Durante la jornada, representantes institucionales, bodegas y viticultores coincidieron en la necesidad de afrontar los retos desde la cooperación y la visión común, consolidando un proyecto colectivo capaz de fortalecer la competitividad del territorio en un contexto de mercado cada vez más exigente.

En este sentido, la consejera vasca de Agricultura, Amaia Barredo, subraya que los retos que tiene hoy Rioja Alavesa no se pueden afrontar desde la fragmentación. “Necesitamos más unidad, confianza y una estrategia compartida que nos permita diferenciar nuestros vinos desde la calidad, el territorio y las personas”. Además, señala Barredo que la competitividad del sector pasa por “organizar el valor, construir un relato de identidad propia y proyectarlo con coherencia en los mercados”.

La consejera vasca de Agricultura, Amaia Barredo Irekia

El encuentro puso el foco en la singularidad de Rioja Alavesa como elemento clave de diferenciación: un territorio con identidad propia, patrimonio vitícola, viñedos de calidad y una fuerte vinculación con la gastronomía y la cultura vasca.
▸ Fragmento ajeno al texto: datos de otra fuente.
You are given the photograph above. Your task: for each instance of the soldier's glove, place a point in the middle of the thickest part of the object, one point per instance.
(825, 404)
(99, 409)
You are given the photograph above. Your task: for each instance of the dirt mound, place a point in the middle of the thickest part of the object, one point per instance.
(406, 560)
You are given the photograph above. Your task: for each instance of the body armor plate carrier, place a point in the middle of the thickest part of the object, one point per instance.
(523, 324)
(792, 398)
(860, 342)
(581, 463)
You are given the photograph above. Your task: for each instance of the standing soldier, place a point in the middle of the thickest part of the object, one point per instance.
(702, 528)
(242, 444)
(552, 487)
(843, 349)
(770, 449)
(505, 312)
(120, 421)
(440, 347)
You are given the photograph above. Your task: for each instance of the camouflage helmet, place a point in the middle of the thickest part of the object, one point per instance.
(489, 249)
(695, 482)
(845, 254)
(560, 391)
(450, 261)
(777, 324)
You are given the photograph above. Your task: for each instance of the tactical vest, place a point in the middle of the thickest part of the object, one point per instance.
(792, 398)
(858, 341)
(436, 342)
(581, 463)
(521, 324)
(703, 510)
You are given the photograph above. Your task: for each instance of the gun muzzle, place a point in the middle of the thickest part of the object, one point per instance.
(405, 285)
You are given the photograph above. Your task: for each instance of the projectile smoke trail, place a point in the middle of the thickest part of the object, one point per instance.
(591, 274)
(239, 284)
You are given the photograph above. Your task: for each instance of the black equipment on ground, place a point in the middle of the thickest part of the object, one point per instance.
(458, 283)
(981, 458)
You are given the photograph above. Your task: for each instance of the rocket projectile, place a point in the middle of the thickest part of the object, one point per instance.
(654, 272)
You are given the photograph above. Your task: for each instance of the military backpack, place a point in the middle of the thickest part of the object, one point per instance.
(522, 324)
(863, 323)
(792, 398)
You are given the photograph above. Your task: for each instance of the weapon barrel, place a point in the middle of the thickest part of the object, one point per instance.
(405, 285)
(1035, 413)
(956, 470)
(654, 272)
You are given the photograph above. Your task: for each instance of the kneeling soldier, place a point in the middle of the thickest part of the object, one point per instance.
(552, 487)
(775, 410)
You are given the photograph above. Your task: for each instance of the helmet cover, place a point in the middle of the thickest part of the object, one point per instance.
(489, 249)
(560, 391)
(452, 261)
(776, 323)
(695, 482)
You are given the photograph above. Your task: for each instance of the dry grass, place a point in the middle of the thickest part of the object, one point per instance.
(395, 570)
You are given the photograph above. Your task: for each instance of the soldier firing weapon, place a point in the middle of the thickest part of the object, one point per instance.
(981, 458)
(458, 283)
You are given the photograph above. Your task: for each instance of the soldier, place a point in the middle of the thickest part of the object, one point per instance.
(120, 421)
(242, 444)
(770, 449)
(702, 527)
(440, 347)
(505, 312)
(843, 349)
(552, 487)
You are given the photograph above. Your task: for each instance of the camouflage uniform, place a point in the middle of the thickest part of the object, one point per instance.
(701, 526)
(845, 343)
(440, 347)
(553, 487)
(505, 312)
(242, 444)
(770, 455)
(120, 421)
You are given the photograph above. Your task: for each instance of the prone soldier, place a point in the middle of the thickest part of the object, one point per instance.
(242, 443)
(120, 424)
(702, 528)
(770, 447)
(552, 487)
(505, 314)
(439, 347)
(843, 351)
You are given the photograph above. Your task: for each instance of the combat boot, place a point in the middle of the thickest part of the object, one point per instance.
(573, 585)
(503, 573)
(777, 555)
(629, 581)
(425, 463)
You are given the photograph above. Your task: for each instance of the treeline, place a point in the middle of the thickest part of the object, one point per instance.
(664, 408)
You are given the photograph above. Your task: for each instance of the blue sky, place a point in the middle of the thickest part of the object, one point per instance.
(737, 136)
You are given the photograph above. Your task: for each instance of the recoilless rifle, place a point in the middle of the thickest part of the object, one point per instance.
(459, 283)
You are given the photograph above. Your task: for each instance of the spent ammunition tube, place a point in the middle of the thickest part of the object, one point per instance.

Esta identidad diferenciada es la base para avanzar hacia un posicionamiento segmentado, orientado a mercados y consumidores que valoran el origen, la calidad y la autenticidad.

Junto a la unidad y la diferenciación, la jornada abordó la importancia de la innovación y el conocimiento como palancas estratégicas. La transferencia de I+D+i al viñedo y a la bodega, la sostenibilidad y la adaptación al cambio climático se han identificado como factores clave para asegurar la resiliencia del sector a medio y largo plazo.